Deux groupes distincts ont émergé : ceux dont la cognition a diminué de manière significative et ceux dont les symptômes ont peu ou pas changé au cours des cinq années. Le système a pu détecter les changements dans la perte de tissu cérébral au fil du temps.
Un troisième groupe se situait quelque part au milieu, entre une déficience cognitive légère et la maladie d'Alzheimer avancée. Nous ne savons pas encore pourquoi ces clusters existent, dit Doraiswamy.
Essais cliniques
De 2002 à 2012, 99% des médicaments expérimentaux contre la maladie d'Alzheimer ont échoué dans les essais cliniques. L'une des raisons est que personne ne sait exactement ce qui cause la maladie. Mais une autre raison est qu'il est difficile d'identifier les patients les plus susceptibles de bénéficier de médicaments spécifiques.
Les systèmes d'IA pourraient aider à concevoir de meilleurs essais. Une fois que nous aurons réuni ces personnes avec des gènes, des caractéristiques et des analyses d'imagerie communs, il sera beaucoup plus facile de tester des médicaments, déclare Marilyn Miller, qui dirige la recherche sur l'IA dans la maladie d'Alzheimer au National Institute on Aging, qui fait partie des instituts nationaux américains. de la santé.

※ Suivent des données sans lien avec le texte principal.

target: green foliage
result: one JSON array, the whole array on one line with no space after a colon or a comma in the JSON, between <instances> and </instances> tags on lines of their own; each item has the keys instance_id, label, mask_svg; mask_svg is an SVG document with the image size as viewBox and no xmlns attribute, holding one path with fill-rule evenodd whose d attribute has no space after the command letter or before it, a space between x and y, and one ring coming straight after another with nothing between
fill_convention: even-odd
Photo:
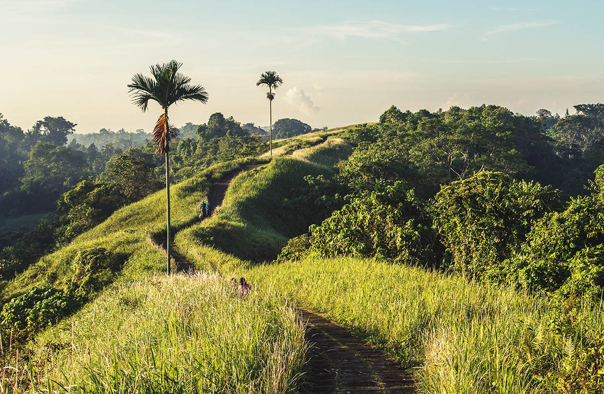
<instances>
[{"instance_id":1,"label":"green foliage","mask_svg":"<svg viewBox=\"0 0 604 394\"><path fill-rule=\"evenodd\" d=\"M3 383L62 394L294 394L307 349L282 294L254 286L243 302L217 274L153 276L108 289L41 334L29 362L4 364Z\"/></svg>"},{"instance_id":2,"label":"green foliage","mask_svg":"<svg viewBox=\"0 0 604 394\"><path fill-rule=\"evenodd\" d=\"M79 298L48 286L34 287L5 304L0 312L4 334L21 340L68 316L81 305Z\"/></svg>"},{"instance_id":3,"label":"green foliage","mask_svg":"<svg viewBox=\"0 0 604 394\"><path fill-rule=\"evenodd\" d=\"M408 264L434 263L434 242L424 204L404 182L365 192L311 226L311 251L322 257L353 256Z\"/></svg>"},{"instance_id":4,"label":"green foliage","mask_svg":"<svg viewBox=\"0 0 604 394\"><path fill-rule=\"evenodd\" d=\"M57 198L76 185L88 170L86 161L68 148L48 143L40 143L32 148L24 168L25 176L21 189L32 199L31 202L33 199L38 199L37 205L41 209L54 205Z\"/></svg>"},{"instance_id":5,"label":"green foliage","mask_svg":"<svg viewBox=\"0 0 604 394\"><path fill-rule=\"evenodd\" d=\"M304 179L307 183L287 191L281 201L279 210L284 218L302 218L310 225L344 205L342 188L337 182L323 175Z\"/></svg>"},{"instance_id":6,"label":"green foliage","mask_svg":"<svg viewBox=\"0 0 604 394\"><path fill-rule=\"evenodd\" d=\"M107 163L104 176L120 188L129 202L137 201L161 187L151 155L130 149Z\"/></svg>"},{"instance_id":7,"label":"green foliage","mask_svg":"<svg viewBox=\"0 0 604 394\"><path fill-rule=\"evenodd\" d=\"M312 246L310 236L303 234L291 238L281 250L277 256L276 262L284 263L288 261L298 261L304 258L308 254L309 249Z\"/></svg>"},{"instance_id":8,"label":"green foliage","mask_svg":"<svg viewBox=\"0 0 604 394\"><path fill-rule=\"evenodd\" d=\"M275 138L287 138L300 134L310 132L312 128L310 125L297 119L284 118L276 121L272 125L272 132Z\"/></svg>"},{"instance_id":9,"label":"green foliage","mask_svg":"<svg viewBox=\"0 0 604 394\"><path fill-rule=\"evenodd\" d=\"M604 291L604 202L572 199L533 227L510 262L509 280L534 290L599 298Z\"/></svg>"},{"instance_id":10,"label":"green foliage","mask_svg":"<svg viewBox=\"0 0 604 394\"><path fill-rule=\"evenodd\" d=\"M72 263L70 291L88 297L113 282L125 259L101 247L79 251Z\"/></svg>"},{"instance_id":11,"label":"green foliage","mask_svg":"<svg viewBox=\"0 0 604 394\"><path fill-rule=\"evenodd\" d=\"M602 333L585 326L589 312L575 298L554 298L550 304L542 321L527 327L521 341L532 379L550 382L564 394L604 393Z\"/></svg>"},{"instance_id":12,"label":"green foliage","mask_svg":"<svg viewBox=\"0 0 604 394\"><path fill-rule=\"evenodd\" d=\"M210 115L208 123L200 125L196 133L201 141L210 141L212 138L230 137L243 137L248 132L241 127L241 124L233 117L225 118L220 112Z\"/></svg>"},{"instance_id":13,"label":"green foliage","mask_svg":"<svg viewBox=\"0 0 604 394\"><path fill-rule=\"evenodd\" d=\"M495 105L432 113L393 106L379 123L358 126L348 138L358 147L339 177L354 192L405 179L427 198L440 186L481 170L548 181L555 173L548 165L555 160L541 124ZM559 171L555 175L559 178Z\"/></svg>"},{"instance_id":14,"label":"green foliage","mask_svg":"<svg viewBox=\"0 0 604 394\"><path fill-rule=\"evenodd\" d=\"M431 210L451 253L447 268L461 275L501 280L503 262L518 250L534 224L557 209L558 193L501 173L481 172L444 186Z\"/></svg>"}]
</instances>

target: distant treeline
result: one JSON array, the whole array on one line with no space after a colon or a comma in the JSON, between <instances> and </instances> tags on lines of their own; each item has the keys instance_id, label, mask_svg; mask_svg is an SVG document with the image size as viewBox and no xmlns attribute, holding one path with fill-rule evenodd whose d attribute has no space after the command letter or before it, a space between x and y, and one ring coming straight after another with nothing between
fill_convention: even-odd
<instances>
[{"instance_id":1,"label":"distant treeline","mask_svg":"<svg viewBox=\"0 0 604 394\"><path fill-rule=\"evenodd\" d=\"M599 299L604 105L574 108L560 117L495 105L391 107L347 134L356 147L333 181L309 179L297 205L341 209L291 240L280 259L371 257Z\"/></svg>"}]
</instances>

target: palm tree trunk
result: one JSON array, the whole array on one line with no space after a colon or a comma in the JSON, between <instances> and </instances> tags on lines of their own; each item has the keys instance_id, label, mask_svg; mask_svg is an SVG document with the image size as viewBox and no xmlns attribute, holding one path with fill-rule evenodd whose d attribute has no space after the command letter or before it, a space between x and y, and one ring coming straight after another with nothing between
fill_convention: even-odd
<instances>
[{"instance_id":1,"label":"palm tree trunk","mask_svg":"<svg viewBox=\"0 0 604 394\"><path fill-rule=\"evenodd\" d=\"M268 87L269 93L272 95L272 89L271 89L271 86ZM269 121L270 124L269 125L269 129L271 131L269 134L269 138L271 140L271 157L272 157L272 99L268 99L268 107L269 107Z\"/></svg>"},{"instance_id":2,"label":"palm tree trunk","mask_svg":"<svg viewBox=\"0 0 604 394\"><path fill-rule=\"evenodd\" d=\"M168 117L168 111L166 109L165 117ZM165 132L167 132L168 122L164 124L166 128ZM167 148L168 147L166 147ZM165 239L165 251L168 254L168 275L171 273L170 261L170 155L168 153L169 149L165 150L165 212L166 212L166 239Z\"/></svg>"}]
</instances>

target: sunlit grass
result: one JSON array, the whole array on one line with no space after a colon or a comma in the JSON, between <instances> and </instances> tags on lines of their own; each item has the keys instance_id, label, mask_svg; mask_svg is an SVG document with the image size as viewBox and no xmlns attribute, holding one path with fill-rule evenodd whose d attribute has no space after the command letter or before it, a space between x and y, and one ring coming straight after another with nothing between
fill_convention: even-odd
<instances>
[{"instance_id":1,"label":"sunlit grass","mask_svg":"<svg viewBox=\"0 0 604 394\"><path fill-rule=\"evenodd\" d=\"M170 188L172 225L175 230L188 225L199 215L199 202L210 186L224 174L255 162L242 159L213 166ZM119 275L128 280L165 270L165 254L150 240L165 233L165 190L116 211L103 223L76 237L67 246L45 256L9 282L2 292L7 300L34 286L65 287L72 274L72 261L77 253L94 247L123 254L124 269Z\"/></svg>"},{"instance_id":2,"label":"sunlit grass","mask_svg":"<svg viewBox=\"0 0 604 394\"><path fill-rule=\"evenodd\" d=\"M288 239L304 232L308 226L304 218L288 217L281 212L289 190L307 184L304 179L306 175L332 175L333 164L349 155L351 149L343 141L330 139L298 152L321 164L294 157L275 158L266 166L239 175L229 187L222 206L209 219L176 236L181 252L187 256L196 254L191 259L204 270L215 268L216 262L204 245L246 260L275 258ZM205 259L200 258L202 250L206 251Z\"/></svg>"},{"instance_id":3,"label":"sunlit grass","mask_svg":"<svg viewBox=\"0 0 604 394\"><path fill-rule=\"evenodd\" d=\"M242 299L216 274L159 275L112 286L39 336L18 379L59 393L294 392L306 347L278 292Z\"/></svg>"}]
</instances>

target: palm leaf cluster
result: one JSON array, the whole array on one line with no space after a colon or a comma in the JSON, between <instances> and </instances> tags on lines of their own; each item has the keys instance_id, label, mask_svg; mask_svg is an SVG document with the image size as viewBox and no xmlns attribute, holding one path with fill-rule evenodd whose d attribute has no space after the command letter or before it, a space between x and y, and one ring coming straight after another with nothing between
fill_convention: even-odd
<instances>
[{"instance_id":1,"label":"palm leaf cluster","mask_svg":"<svg viewBox=\"0 0 604 394\"><path fill-rule=\"evenodd\" d=\"M260 74L260 79L256 82L256 86L266 85L269 88L266 92L266 98L272 101L275 98L275 93L272 91L283 83L283 80L275 71L266 71Z\"/></svg>"},{"instance_id":2,"label":"palm leaf cluster","mask_svg":"<svg viewBox=\"0 0 604 394\"><path fill-rule=\"evenodd\" d=\"M185 100L205 103L208 93L200 85L191 85L191 78L178 69L182 65L176 60L149 67L152 77L136 74L128 85L132 102L146 112L150 101L159 104L164 114L158 119L153 128L153 141L157 144L158 154L162 155L170 149L170 140L176 135L177 129L170 125L168 108Z\"/></svg>"}]
</instances>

Ensuite, une fois les patients inscrits à une étude, les chercheurs pourraient les surveiller en permanence pour voir s'ils bénéficient du médicament.

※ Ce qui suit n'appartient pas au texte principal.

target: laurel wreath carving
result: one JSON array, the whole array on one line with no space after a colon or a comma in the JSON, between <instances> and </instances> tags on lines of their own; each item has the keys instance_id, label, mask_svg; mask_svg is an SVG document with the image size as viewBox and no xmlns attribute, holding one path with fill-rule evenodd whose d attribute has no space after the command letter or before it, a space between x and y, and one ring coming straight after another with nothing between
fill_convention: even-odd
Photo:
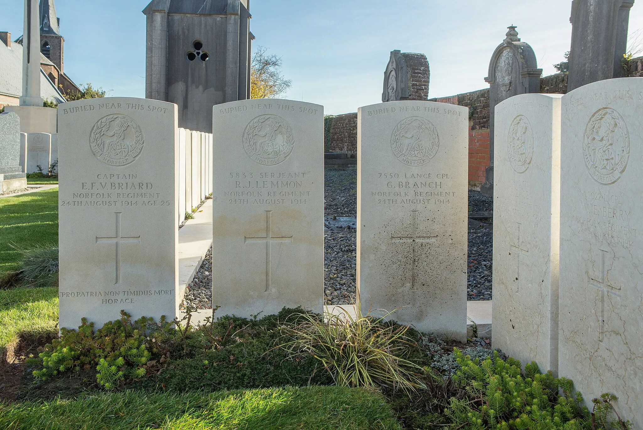
<instances>
[{"instance_id":1,"label":"laurel wreath carving","mask_svg":"<svg viewBox=\"0 0 643 430\"><path fill-rule=\"evenodd\" d=\"M399 143L400 139L402 138L400 132L402 131L404 127L412 123L415 121L419 121L420 123L421 123L424 126L424 128L418 133L419 135L421 135L426 130L428 130L431 135L431 141L430 142L424 142L426 147L424 156L422 157L421 160L419 159L417 161L413 161L413 160L410 159L409 157L406 154L400 152L397 149L397 145ZM419 139L417 139L414 143L417 143L419 140ZM428 145L426 145L427 143ZM426 164L428 163L429 160L433 158L435 154L437 154L439 147L440 136L438 135L437 129L430 121L428 121L423 118L420 118L419 116L412 116L410 118L406 118L401 121L397 125L395 126L395 129L393 129L393 133L391 136L391 148L393 150L393 154L397 157L397 159L407 165L415 166Z\"/></svg>"},{"instance_id":2,"label":"laurel wreath carving","mask_svg":"<svg viewBox=\"0 0 643 430\"><path fill-rule=\"evenodd\" d=\"M261 126L267 121L269 121L270 120L275 120L278 123L278 127L275 131L276 131L276 130L278 129L278 126L280 125L283 127L285 131L285 141L287 145L287 147L285 150L280 152L278 156L276 157L266 157L265 156L262 155L260 152L251 152L250 148L252 148L254 144L252 141L253 138L258 134L260 130ZM264 165L274 165L281 163L290 155L290 153L293 150L293 147L294 146L294 136L293 134L293 129L291 127L290 124L289 124L285 120L276 115L268 114L257 117L251 121L250 123L246 126L246 130L244 132L243 144L244 148L246 149L246 152L253 161ZM276 163L274 162L275 160L278 160L280 158L283 158L283 159L281 159Z\"/></svg>"},{"instance_id":3,"label":"laurel wreath carving","mask_svg":"<svg viewBox=\"0 0 643 430\"><path fill-rule=\"evenodd\" d=\"M116 160L112 159L107 154L105 150L107 148L104 148L104 150L100 148L101 138L109 130L109 125L112 121L118 119L126 120L128 125L134 130L136 136L136 147L127 154L127 157L131 159L125 163L116 163ZM103 163L111 166L124 166L134 161L143 150L144 143L143 130L141 130L141 127L136 123L136 121L127 115L121 114L107 115L99 120L94 125L89 136L89 145L94 155Z\"/></svg>"}]
</instances>

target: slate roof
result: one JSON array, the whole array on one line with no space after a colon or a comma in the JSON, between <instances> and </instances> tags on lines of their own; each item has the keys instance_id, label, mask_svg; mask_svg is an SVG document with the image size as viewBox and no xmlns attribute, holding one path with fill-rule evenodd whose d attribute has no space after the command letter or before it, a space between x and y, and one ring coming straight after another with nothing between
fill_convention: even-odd
<instances>
[{"instance_id":1,"label":"slate roof","mask_svg":"<svg viewBox=\"0 0 643 430\"><path fill-rule=\"evenodd\" d=\"M41 62L52 64L42 53ZM10 97L20 97L23 94L23 46L12 43L7 48L0 42L0 94ZM41 97L57 103L65 102L64 97L41 69Z\"/></svg>"}]
</instances>

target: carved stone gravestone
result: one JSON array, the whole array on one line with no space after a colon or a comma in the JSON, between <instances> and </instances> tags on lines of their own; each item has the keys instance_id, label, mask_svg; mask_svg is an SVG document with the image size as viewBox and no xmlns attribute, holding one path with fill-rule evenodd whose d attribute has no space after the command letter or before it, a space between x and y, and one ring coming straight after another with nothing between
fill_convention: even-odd
<instances>
[{"instance_id":1,"label":"carved stone gravestone","mask_svg":"<svg viewBox=\"0 0 643 430\"><path fill-rule=\"evenodd\" d=\"M558 368L559 94L496 107L493 347Z\"/></svg>"},{"instance_id":2,"label":"carved stone gravestone","mask_svg":"<svg viewBox=\"0 0 643 430\"><path fill-rule=\"evenodd\" d=\"M46 174L51 162L51 135L49 133L28 133L26 172L34 173L39 172L40 168Z\"/></svg>"},{"instance_id":3,"label":"carved stone gravestone","mask_svg":"<svg viewBox=\"0 0 643 430\"><path fill-rule=\"evenodd\" d=\"M397 102L358 111L361 310L466 338L466 107Z\"/></svg>"},{"instance_id":4,"label":"carved stone gravestone","mask_svg":"<svg viewBox=\"0 0 643 430\"><path fill-rule=\"evenodd\" d=\"M175 316L176 105L141 98L58 107L60 327ZM164 166L159 168L159 166Z\"/></svg>"},{"instance_id":5,"label":"carved stone gravestone","mask_svg":"<svg viewBox=\"0 0 643 430\"><path fill-rule=\"evenodd\" d=\"M574 0L567 91L624 76L629 10L634 0Z\"/></svg>"},{"instance_id":6,"label":"carved stone gravestone","mask_svg":"<svg viewBox=\"0 0 643 430\"><path fill-rule=\"evenodd\" d=\"M508 28L507 37L498 45L491 56L489 76L485 80L489 84L489 160L485 183L480 188L483 194L493 195L494 163L494 111L503 100L519 94L540 92L540 76L543 69L538 69L534 49L521 42L516 27Z\"/></svg>"},{"instance_id":7,"label":"carved stone gravestone","mask_svg":"<svg viewBox=\"0 0 643 430\"><path fill-rule=\"evenodd\" d=\"M563 98L560 373L643 428L643 78Z\"/></svg>"},{"instance_id":8,"label":"carved stone gravestone","mask_svg":"<svg viewBox=\"0 0 643 430\"><path fill-rule=\"evenodd\" d=\"M13 112L0 114L0 194L26 187L20 156L20 118Z\"/></svg>"},{"instance_id":9,"label":"carved stone gravestone","mask_svg":"<svg viewBox=\"0 0 643 430\"><path fill-rule=\"evenodd\" d=\"M382 102L428 99L430 78L426 55L392 51L384 72Z\"/></svg>"},{"instance_id":10,"label":"carved stone gravestone","mask_svg":"<svg viewBox=\"0 0 643 430\"><path fill-rule=\"evenodd\" d=\"M246 318L321 312L323 107L254 99L213 115L213 303Z\"/></svg>"}]
</instances>

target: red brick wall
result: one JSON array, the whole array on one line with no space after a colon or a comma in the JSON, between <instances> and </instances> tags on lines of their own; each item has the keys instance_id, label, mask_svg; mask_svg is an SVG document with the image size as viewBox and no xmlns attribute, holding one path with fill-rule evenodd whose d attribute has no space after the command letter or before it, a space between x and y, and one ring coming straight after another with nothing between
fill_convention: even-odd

L'un des plus grands défis dans le développement de médicaments contre la maladie d'Alzheimer est que nous n'avons pas eu un bon moyen d'analyser la bonne population sur laquelle tester le médicament, explique Vaibhav Narayan, chercheur dans l'équipe de neurosciences de Johnson & Johnson.
Il dit que les algorithmes d'apprentissage automatique accéléreront considérablement le processus de recrutement de patients pour les études sur les médicaments. Et si l'IA peut identifier les patients les plus susceptibles de s'aggraver plus rapidement, il sera plus facile pour les enquêteurs de dire si un médicament présente un quelconque avantage.
De cette façon, si des médecins comme Vahia remarquent des signes de la maladie d'Alzheimer chez une personne comme Graham, ils peuvent rapidement l'inscrire à un essai clinique dans l'espoir d'enrayer les effets dévastateurs qui, autrement, surviendraient des années plus tard.
Miller pense que l'IA pourrait être utilisée pour diagnostiquer et prédire la maladie d'Alzheimer chez les patients d'ici cinq ans. Mais elle dit qu'il faudra beaucoup de données pour s'assurer que les algorithmes sont précis et fiables. Graham, pour sa part, fait sa part pour aider.